El paradigma de la educación presencial

Durante estos últimos meses ante la contingencia a la que nos hemos visto enfrentados, es inevitable que todos los programas de formación, que hasta el momento habían sido presenciales, los tuviéramos que migrar de un momento para otro a entornos digitales, a ambientes virtuales de aprendizaje (AVA), en donde en nuestra experiencia como formadores, como responsables de los programas de formación tanto académicos como de formación corporativa, siempre había reinado la presencialidad, espacios en donde podíamos interactuar con las personas, profundizar en los temas, e interactuar de manera que pudiéramos validar que las personas realmente se estaban comprometiendo con los temas que estábamos viendo, pero además podíamos evidenciar que la gente realmente estaba captando el conocimiento necesario y que generaba compromiso con su aplicación. 

Durante los años en donde la presencialidad fue el espacio por excelencia, aprendimos muchas formas de lograr que las personas quisieran asistir a estos espacios formativos, quisieran comprometerse, aprender y llevar a la práctica lo aprendido. Sin embargo, para poder migrar de manera efectiva estos espacios a los entornos virtuales, es absolutamente imperativo desaprender de la presencialidad. 

¿A qué nos referimos? Realmente hacer un borrón y cuenta nueva, porque este paradigma de la educación presencial trae muchos mapas mentales ya definidos y formas de hacer las cosas de manera presencial, como por ejemplo la cantidad de personas por grupo en una capacitación, los recursos que se utilizan, como el tablero, las presentaciones en powerpoint, las dinámicas grupales para poder lograr mantener a las personas conectadas con este espacio formativo, la manera en que se puede interactuar uno a uno con las personas, tener espacios abiertos de preguntas y respuestas…por un momento quisiéramos creer que virtualizar es hacer lo mismo pero a través de la tecnología, pero esto es un error. 

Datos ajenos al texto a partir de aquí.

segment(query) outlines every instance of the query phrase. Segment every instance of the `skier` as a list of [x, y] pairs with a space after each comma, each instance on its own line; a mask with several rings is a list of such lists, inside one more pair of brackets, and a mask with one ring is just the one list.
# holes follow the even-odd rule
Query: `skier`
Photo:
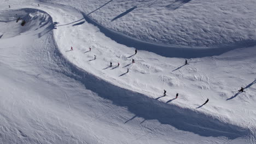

Es una metodología radicalmente diferente, en donde el formador a través de una cámara o de recursos tecnológicos tiene una interacción uno a uno con su estudiante, y uno a uno a través de los diferentes recursos que la tecnología nos facilita, debemos entender que captar la atención no es tener al estudiante sentado durante horas frente a un computador, sino lograr el compromiso del autoaprendizaje y autodesarrollo de la persona que está al otro lado del dispositivo. 

En ese orden de ideas, los recursos son infinitos, y tenemos que empezar a perder el miedo a dejar de hacer cosas que hacíamos en la presencialidad, creyendo que son recursos absolutamente necesarios en entornos virtuales, y eso no es así. 

No necesitamos que las personas estén conectadas muchas horas en espacios en vivo al frente del computador, ni grupos pequeños para poder captar la atención de las personas, no necesitamos hacer dinámicas que nos garanticen saber que la persona está poniendo atención, ni verle la cara a todas las personas, que por ejemplo, es uno de los recursos para la educación en vivo, que se sugiere utilizarlo con cierta prudencia, y dosificar esas sesiones en vivo, pues hay muchas posibilidades más. 

Algunos de los recursos adicionales que se pueden incluir y en donde la tecnología nos ayuda son los videos, videos interactivos, microlearnings, contenidos que incluyan gamificación, video on-demand, entre otros. Ofrecerle contenido al estudiante a través de un entorno digital en donde lo que capture la atención sea el nivel del contenido, la conexión que tenga este mismo con los objetivos del estudiante, y será evidente que no estaremos obligados a usar los mismos recursos de la presencialidad. 

Entonces, ¿cuál es nuestro consejo? Romper lo que venimos haciendo tradicionalmente en la educación presencial, para no caer en la tentación de seguir haciendo lo mismo, solamente que a través de un dispositivo tecnológico. 

Vean en la virtualidad una hoja en blanco, o más bien, una pantalla en blanco, una serie de oportunidades y un panorama nuevo. Estamos llegando a ese final del túnel en donde se amplía el panorama y nos damos cuenta que los recursos son infinitos y podemos lograr efectividad en los programas a la hora de hablar de educación. 

Los invitamos a ver ese panorama desde el aspecto más positivo posible, en donde empecemos a explorar, conocer y entender que esta virtualidad es una nueva forma de enseñar y de aprender. Somos responsables de la formación para llevar por este camino a todos los estudiantes que ahora están en modalidad virtual.